The company established a “sensor team” in 2013, and began investing in startups using sensor technology the following year, Hui said. In the past six years, HSB has partnered with and invested in early-stage startup companies—like Augury which uses sensors to track the health and performance of industrial manufacturing machines; and relayr Inc., which tracks data from machines and production lines to provide insights into critical failures and efficiency levels.

Today, HSB uses sensor technology to monitor clients’ property, and warn them when a pipe is about to burst, or an electrical system is in danger of an outage. A few months ago, HSB warned the Newington Public School District, which has been running a free meals program throughout the pandemic, that its freezer was registering higher-than-usual temperatures, Hui said. Using that sensor data, HSB identified which part was causing the problem, and the client replaced it before the freezer went down and food spoiled.

“What could have been a major loss to the community became a minor issue,” Hui said. “This remote monitoring is helping many of these businesses prevent risk at a time when they really need extra support.”

Further, Hui thinks the ability to prevent accidents that lead to property damage could turn the insurance industry on its head within the next five or so years.

“It’s going to be about predicting and preventing loss, and not just about paying out for losses,” Hui said. “I think that is going to be a huge sea change for the industry.”

Startups to stalwarts

Smaller companies working in Hartford are getting into sensor technology, too, like Oval Digital Inc., which makes a wireless in-home device that monitors changes in temperature, light, humidity, motion and water.

The New York-based company, which was founded in 2014, is currently participating in the Upward Labs startup accelerator in Hartford, CEO Michael Harry said. Selling home-monitoring devices didn’t have much appeal with the public until millions of people started buying and using Amazon’s Alexa or Google Home, Harry said.

“It wasn’t really resonating with a lot of homeowners, because there was a learning curve of educating them on what this was, what it can do and why they would need it,” Harry said.

Now Oval’s home device is available on Amazon, and the company is looking to expand into selling the product to property managers, who could use it to identify problems with a building’s HVAC and other systems, before tenants complain, said Moore, the company co-founder.

Farmington-based Otis Worldwide Corp. was already using sensor technology to monitor the brakes on its elevators before it began releasing a slate of touchless sensor-based products in 2020 that allow passengers to control an elevator with their voices and hand gestures, said Chris Smith, the company’s vice president of marketing and product strategy.

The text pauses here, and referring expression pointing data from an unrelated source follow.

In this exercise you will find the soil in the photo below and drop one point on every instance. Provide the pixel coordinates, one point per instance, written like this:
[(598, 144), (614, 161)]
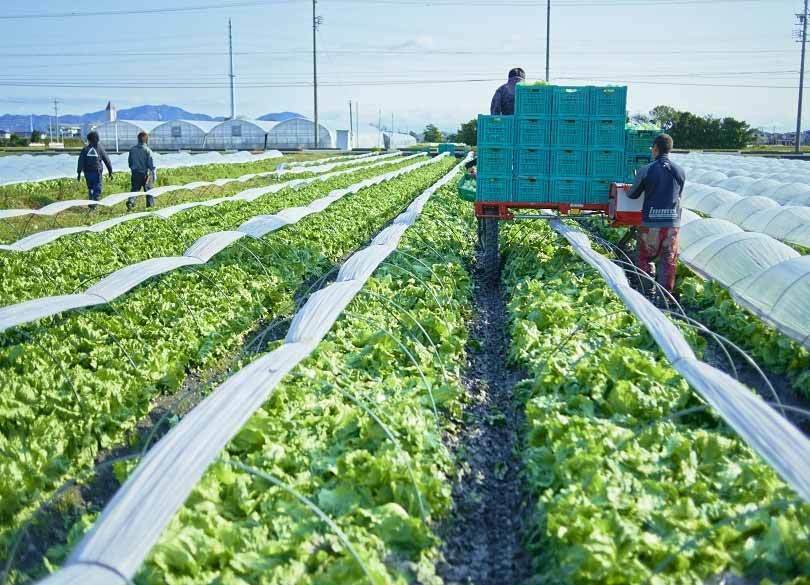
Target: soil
[(483, 538)]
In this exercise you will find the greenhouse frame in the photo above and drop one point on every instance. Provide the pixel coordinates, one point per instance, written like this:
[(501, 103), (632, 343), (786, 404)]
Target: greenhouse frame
[(181, 135), (239, 134)]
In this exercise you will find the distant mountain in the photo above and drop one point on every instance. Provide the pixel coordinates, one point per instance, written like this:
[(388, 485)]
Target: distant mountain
[(280, 116), (22, 124)]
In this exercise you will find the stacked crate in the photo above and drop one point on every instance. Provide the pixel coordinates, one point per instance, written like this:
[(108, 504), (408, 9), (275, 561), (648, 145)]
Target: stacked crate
[(564, 145), (637, 150), (496, 137)]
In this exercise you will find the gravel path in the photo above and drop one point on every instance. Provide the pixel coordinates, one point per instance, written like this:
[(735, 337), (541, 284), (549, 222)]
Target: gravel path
[(483, 537)]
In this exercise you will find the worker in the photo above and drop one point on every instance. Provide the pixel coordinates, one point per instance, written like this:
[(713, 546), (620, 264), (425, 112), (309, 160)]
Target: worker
[(503, 102), (661, 182), (142, 168), (92, 159)]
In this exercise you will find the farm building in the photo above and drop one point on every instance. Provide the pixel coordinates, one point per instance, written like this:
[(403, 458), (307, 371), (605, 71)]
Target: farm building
[(298, 133), (123, 134), (181, 135), (395, 140), (239, 134)]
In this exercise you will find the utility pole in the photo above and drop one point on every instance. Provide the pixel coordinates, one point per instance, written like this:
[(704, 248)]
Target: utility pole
[(548, 38), (351, 126), (231, 75), (316, 20), (56, 115), (803, 23)]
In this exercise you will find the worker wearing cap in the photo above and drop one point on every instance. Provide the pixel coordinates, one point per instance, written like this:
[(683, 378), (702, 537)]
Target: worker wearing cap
[(92, 159), (662, 183), (503, 102), (142, 168)]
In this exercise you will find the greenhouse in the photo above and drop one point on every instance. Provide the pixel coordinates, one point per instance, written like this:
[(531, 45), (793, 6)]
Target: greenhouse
[(181, 135), (123, 134), (394, 140), (298, 133), (239, 134)]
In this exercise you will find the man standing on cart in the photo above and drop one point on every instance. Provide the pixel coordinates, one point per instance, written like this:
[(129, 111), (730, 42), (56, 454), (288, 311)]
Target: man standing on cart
[(661, 182)]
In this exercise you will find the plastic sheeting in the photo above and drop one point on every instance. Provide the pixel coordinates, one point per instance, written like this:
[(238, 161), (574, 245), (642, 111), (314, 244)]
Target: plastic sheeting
[(28, 167), (762, 274), (47, 236), (776, 440), (133, 521), (125, 279)]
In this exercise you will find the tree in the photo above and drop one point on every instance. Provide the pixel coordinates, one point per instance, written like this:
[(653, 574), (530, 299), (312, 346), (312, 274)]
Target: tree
[(690, 130), (663, 116), (432, 134), (468, 133)]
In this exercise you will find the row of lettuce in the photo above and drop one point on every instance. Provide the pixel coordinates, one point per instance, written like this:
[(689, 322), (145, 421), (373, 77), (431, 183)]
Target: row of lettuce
[(633, 480), (76, 385), (43, 193)]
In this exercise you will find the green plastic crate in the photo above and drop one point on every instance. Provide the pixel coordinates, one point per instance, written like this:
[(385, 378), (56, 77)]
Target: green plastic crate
[(533, 100), (598, 191), (568, 190), (532, 162), (569, 133), (606, 133), (533, 130), (571, 102), (632, 163), (639, 141), (495, 161), (496, 130), (606, 163), (494, 188), (532, 189), (569, 162), (608, 102)]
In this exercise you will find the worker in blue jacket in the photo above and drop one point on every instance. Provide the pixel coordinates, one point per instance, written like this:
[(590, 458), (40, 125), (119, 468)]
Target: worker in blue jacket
[(92, 159), (503, 102), (142, 167), (661, 183)]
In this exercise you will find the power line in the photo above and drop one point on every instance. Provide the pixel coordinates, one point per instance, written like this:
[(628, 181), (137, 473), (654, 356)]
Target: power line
[(425, 3)]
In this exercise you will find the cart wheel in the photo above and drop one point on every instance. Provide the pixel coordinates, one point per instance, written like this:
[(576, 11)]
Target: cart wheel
[(489, 245)]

There is also the company’s IoT program called Otis ONE, which uses sensors to detect problems with an elevator, and reports issues to Otis maintenance crews to help streamline repairs, Smith said. About a quarter of Otis’ elevators around the world are sensor-enabled, he said, and that will rise as old ones are replaced or retrofitted.

“In 10 years, people are going to expect that there is certain information and data that you can get from the elevator that customers want access to,” Smith said.